I can honestly say that living with the thought of an unexpected pregnancy was infinitely easier than living through a miscarriage, and however scared I was at the thought of having a baby with that man, nothing could have prepared me for the sorrow or horror of losing a pregnancy. I sat in a bathroom stall for several hours staring mortality smack in the face, unable to scream or yelp or cry out loud. My body felt like a demon, at one moment growing life, at another moment taking it away. I remember thinking that it couldn’t be real, and at the same time feeling that nothing in my life had ever been so real.

It took several months for me to be able to talk about what had happened, and by the time I told my boyfriend about it I had already made the decision to move out and move on. I cut off all my hair, found a new job, moved into my own apartment and purposefully started living my life differently. I can’t say that all of the decisions I made in the year afterward were very good or very wise decisions, and many of my friends could tell wild stories about Heather going off the deep end, but I don’t regret having made the decision to make a change.

In these last few weeks and days of this pregnancy I don’t know how much time or energy I am going to have to update this website. I had originally written about the miscarriage several months ago, but I didn’t know whether or not I wanted to publish what I had written because sometimes I feel like I’m being so goddamn dramatic. But the closer I get to my due date the more I feel like I should communicate just how grateful I am that I have had a healthy and safe pregnancy. I know that my pregnancy posts have been riddled with complaints and gory descriptions and the hormonal ramblings of an unstable nitwit, but underneath all the cynical exaggeration lies a fundamental gratitude for the magnificence of this responsibility.
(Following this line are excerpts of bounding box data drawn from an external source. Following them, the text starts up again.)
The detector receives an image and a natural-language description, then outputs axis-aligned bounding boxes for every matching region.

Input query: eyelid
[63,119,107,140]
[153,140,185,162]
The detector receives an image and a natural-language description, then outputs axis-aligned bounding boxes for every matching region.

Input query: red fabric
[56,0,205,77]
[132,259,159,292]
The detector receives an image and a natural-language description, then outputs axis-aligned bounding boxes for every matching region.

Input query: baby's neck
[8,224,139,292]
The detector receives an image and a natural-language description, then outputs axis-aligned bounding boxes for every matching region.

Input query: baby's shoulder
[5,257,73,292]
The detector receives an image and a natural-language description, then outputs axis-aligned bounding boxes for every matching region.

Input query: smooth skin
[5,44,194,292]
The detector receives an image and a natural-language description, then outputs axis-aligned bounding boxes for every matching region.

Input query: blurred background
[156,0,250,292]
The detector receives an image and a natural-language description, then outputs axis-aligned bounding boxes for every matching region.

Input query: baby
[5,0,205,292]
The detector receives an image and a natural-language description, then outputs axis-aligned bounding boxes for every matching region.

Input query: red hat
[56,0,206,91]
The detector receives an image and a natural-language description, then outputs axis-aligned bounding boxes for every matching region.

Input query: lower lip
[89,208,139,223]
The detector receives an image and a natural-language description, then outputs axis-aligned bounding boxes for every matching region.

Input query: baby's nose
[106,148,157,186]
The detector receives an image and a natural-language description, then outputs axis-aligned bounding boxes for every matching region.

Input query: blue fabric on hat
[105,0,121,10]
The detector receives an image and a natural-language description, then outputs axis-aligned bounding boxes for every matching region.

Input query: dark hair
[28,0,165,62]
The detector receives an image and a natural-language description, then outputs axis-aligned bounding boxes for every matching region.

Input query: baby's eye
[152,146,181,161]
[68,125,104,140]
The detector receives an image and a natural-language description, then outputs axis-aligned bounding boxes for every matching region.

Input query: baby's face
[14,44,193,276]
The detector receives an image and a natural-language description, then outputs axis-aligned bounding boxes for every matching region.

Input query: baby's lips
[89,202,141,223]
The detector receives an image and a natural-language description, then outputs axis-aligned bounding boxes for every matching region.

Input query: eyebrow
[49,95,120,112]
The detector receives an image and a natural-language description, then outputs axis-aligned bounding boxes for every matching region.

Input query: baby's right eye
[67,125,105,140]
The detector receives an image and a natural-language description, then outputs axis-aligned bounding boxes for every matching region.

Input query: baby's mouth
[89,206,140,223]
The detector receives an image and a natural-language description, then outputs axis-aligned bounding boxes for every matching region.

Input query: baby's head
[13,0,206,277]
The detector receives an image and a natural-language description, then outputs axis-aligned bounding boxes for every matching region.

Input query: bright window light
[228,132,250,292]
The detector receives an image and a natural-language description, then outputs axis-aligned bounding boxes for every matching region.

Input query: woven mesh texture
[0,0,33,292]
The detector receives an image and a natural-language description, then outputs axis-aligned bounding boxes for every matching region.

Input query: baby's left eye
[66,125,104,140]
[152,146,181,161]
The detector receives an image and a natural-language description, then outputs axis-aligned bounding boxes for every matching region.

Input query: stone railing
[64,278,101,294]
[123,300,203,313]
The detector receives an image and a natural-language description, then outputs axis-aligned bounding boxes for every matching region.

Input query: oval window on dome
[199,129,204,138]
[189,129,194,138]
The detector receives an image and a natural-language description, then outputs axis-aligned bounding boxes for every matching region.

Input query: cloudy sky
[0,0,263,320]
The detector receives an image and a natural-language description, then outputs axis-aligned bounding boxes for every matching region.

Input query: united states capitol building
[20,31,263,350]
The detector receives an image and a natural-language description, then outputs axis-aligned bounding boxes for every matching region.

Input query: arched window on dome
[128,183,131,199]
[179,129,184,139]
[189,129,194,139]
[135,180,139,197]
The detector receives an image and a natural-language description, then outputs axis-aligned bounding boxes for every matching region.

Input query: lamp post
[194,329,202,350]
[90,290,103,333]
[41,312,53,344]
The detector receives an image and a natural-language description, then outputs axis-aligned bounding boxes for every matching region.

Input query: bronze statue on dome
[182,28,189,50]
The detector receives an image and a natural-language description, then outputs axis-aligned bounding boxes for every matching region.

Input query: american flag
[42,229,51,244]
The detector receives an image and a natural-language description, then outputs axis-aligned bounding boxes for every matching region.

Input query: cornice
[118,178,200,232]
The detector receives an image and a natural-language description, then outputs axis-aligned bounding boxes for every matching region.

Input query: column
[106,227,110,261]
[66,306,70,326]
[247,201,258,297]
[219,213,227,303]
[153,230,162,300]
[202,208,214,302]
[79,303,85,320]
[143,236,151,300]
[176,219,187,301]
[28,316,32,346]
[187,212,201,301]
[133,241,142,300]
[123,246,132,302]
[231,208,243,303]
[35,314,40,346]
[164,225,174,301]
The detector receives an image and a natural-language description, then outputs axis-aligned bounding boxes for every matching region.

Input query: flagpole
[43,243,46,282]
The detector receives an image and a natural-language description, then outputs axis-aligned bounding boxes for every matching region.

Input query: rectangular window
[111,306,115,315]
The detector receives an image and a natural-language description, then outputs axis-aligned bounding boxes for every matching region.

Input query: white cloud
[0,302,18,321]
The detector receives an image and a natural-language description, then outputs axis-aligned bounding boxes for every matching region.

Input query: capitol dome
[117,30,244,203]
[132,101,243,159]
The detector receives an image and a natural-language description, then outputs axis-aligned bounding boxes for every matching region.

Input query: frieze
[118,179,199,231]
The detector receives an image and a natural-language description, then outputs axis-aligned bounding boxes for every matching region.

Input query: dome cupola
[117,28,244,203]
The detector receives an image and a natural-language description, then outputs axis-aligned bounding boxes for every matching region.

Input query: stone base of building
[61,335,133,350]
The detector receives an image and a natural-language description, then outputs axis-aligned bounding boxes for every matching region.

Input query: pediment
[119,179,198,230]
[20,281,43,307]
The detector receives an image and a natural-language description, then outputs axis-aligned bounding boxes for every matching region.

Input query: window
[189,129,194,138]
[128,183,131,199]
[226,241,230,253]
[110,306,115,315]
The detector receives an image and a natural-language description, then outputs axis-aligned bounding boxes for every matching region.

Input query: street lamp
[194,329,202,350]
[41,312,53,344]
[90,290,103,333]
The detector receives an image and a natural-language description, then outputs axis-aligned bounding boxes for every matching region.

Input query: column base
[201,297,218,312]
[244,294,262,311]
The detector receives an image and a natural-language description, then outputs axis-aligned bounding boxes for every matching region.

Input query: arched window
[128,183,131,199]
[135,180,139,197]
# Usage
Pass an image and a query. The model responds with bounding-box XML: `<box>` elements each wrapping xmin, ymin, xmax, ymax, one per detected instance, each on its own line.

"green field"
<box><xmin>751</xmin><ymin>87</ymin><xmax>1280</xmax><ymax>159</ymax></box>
I possess a very real appreciation for the beauty of this experience because I have lived through the pain of having had it taken away.
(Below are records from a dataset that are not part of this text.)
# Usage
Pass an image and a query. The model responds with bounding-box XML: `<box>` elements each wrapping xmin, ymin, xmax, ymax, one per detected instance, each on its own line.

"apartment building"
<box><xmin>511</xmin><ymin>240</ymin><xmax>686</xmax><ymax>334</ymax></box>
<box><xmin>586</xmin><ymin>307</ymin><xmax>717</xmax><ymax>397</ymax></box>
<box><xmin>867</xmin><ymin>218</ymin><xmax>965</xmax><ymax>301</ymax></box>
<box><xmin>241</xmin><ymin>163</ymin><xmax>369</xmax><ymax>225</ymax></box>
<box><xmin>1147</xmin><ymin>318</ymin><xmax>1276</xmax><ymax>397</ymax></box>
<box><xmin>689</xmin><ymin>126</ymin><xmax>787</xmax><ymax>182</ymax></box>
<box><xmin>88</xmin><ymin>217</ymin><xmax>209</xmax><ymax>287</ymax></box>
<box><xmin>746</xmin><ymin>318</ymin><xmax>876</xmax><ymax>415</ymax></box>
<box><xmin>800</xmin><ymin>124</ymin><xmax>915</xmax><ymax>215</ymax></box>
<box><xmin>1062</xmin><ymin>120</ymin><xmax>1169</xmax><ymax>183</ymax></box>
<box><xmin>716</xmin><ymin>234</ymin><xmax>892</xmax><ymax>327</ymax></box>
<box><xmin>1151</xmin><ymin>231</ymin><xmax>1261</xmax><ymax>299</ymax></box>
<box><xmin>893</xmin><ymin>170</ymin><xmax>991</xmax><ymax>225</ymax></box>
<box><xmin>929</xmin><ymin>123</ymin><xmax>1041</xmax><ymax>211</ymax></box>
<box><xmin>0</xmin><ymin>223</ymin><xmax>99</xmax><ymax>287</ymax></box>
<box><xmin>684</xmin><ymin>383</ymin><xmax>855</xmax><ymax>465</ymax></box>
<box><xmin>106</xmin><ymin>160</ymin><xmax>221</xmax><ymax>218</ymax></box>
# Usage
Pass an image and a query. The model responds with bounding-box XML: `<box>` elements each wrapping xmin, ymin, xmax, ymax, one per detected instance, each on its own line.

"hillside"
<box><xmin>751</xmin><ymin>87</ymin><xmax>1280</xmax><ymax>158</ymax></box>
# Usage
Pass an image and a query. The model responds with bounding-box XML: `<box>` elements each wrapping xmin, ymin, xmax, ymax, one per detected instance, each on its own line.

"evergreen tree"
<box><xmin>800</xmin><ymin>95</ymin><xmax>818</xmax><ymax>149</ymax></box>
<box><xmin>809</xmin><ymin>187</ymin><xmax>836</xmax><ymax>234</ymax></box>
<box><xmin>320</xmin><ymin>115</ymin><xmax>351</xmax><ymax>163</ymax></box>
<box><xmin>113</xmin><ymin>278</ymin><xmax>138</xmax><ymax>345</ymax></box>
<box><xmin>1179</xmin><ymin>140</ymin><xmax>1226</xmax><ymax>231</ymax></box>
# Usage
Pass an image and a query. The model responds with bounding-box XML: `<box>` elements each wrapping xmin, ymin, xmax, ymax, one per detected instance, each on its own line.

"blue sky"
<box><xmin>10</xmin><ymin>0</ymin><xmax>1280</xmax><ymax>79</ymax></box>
I also know that I am even luckier to have had such a wonderful partner to see me through the whole nine months — someone who held my forehead as I puked in the toilet, someone who was willing to forsake hours of sleep to push over my whale-like body in the middle of the night, someone who held me when I freaked out. I know that many women go through this alone or with partners who’d rather not be a part of the whole process, and I can’t thank my husband enough for gaining a whole five pounds just to make me feel better. I finally get to have his baby.